Exam 1 (take-home only)
Data were collected on the average runs scored per game for
each of the 30 teams in major league baseball in this
file. The teams are divided into six divisions, each with five teams.
Write one or more sentences summarizing your conclusions
for each of the following problems. Your summary should allow a person to
understand your results even if they do not know the software that you used
(SAS, R, etc.).
1.
Conduct an analysis of
variance (fill out the ANOVA table, including sums of squares, mean squares, F
statistic, and P value. Be sure to include a line for total SS and df) to test the null hypothesis of equality of runs scored
by division.
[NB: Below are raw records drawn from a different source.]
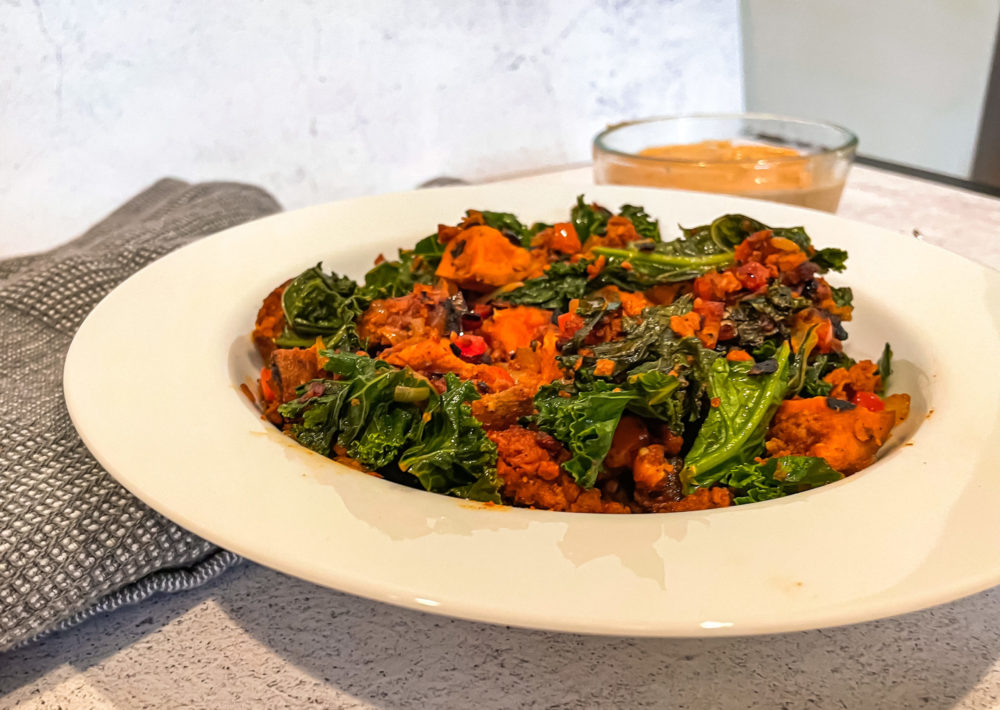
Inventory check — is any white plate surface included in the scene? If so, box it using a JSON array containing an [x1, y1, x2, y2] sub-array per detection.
[[65, 185, 1000, 636]]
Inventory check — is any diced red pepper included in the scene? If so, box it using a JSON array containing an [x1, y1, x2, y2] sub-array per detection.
[[452, 333, 489, 358], [556, 313, 584, 340], [851, 392, 885, 412], [260, 367, 278, 402], [733, 261, 771, 291]]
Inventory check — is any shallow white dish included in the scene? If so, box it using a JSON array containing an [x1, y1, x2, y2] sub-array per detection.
[[65, 185, 1000, 636]]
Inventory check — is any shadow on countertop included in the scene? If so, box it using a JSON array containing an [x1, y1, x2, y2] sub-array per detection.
[[0, 564, 1000, 710]]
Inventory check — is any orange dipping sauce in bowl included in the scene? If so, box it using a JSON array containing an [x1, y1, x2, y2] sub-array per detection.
[[594, 115, 857, 212]]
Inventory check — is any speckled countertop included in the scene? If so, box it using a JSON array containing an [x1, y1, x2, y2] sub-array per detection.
[[0, 167, 1000, 709]]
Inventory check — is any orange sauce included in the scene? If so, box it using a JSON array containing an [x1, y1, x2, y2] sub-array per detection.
[[595, 140, 844, 212]]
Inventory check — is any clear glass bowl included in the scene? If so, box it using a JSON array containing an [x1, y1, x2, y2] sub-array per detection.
[[594, 113, 858, 212]]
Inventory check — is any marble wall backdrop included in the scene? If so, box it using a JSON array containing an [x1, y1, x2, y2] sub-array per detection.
[[0, 0, 743, 254]]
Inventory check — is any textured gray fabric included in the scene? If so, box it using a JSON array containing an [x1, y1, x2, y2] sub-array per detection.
[[0, 180, 280, 651]]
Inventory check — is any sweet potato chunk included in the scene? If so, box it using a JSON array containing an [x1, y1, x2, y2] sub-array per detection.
[[482, 306, 556, 359], [472, 385, 535, 429], [823, 360, 882, 401], [487, 426, 630, 513], [766, 397, 896, 475], [358, 284, 448, 345], [435, 225, 544, 292], [271, 348, 322, 402], [253, 281, 290, 362]]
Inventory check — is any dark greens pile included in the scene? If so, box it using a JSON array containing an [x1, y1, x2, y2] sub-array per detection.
[[264, 197, 891, 504]]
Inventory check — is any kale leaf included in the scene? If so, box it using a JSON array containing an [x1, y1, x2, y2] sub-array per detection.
[[534, 380, 635, 488], [497, 260, 589, 311], [680, 343, 789, 494], [806, 247, 847, 274], [278, 351, 500, 503], [275, 264, 370, 349], [399, 372, 500, 503], [569, 195, 612, 244], [364, 234, 444, 300], [878, 343, 892, 394], [618, 205, 663, 242], [691, 456, 844, 505]]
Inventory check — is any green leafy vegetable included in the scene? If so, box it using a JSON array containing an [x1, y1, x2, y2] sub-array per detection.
[[576, 296, 691, 374], [275, 264, 370, 349], [625, 369, 688, 434], [570, 195, 611, 244], [399, 372, 500, 503], [878, 343, 892, 394], [497, 261, 589, 311], [798, 352, 854, 397], [594, 215, 766, 288], [364, 234, 444, 300], [278, 351, 500, 503], [691, 456, 844, 505], [680, 343, 789, 494], [478, 210, 543, 247], [534, 380, 635, 488], [708, 214, 768, 250]]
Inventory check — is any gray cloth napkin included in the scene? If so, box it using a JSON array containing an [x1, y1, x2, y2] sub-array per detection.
[[0, 180, 281, 651]]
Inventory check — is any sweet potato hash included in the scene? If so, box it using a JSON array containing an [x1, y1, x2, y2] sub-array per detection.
[[253, 197, 909, 513]]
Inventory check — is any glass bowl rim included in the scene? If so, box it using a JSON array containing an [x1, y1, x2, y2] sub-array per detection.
[[593, 113, 858, 166]]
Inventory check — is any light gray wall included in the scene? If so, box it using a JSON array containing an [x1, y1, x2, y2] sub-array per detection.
[[0, 0, 743, 252], [742, 0, 1000, 177]]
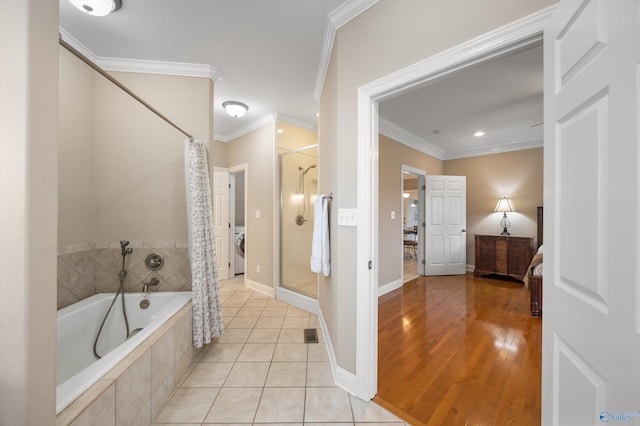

Include a boxplot to visualize potential differences by division.
2.
Examine a residual by
predicted plot and a normal plot of the residuals to assess model assumptions.
3.
Use the log(standard
deviation) and log(mean) regression to examine whether a power transformation is
needed. Is the test for a transformation significant? What power transformation
is recommended? [You do not need to reanalyze the data]
4.
If we were going to test for
a difference in runs scored by division, and the true mean values were: 4, 4.5,
4.5, 4.5, 4.5, and 5., with a variance as estimated from these data, what is the
power of the ANOVA test to detect these group differences with 5 teams per
division? Use alpha=.05.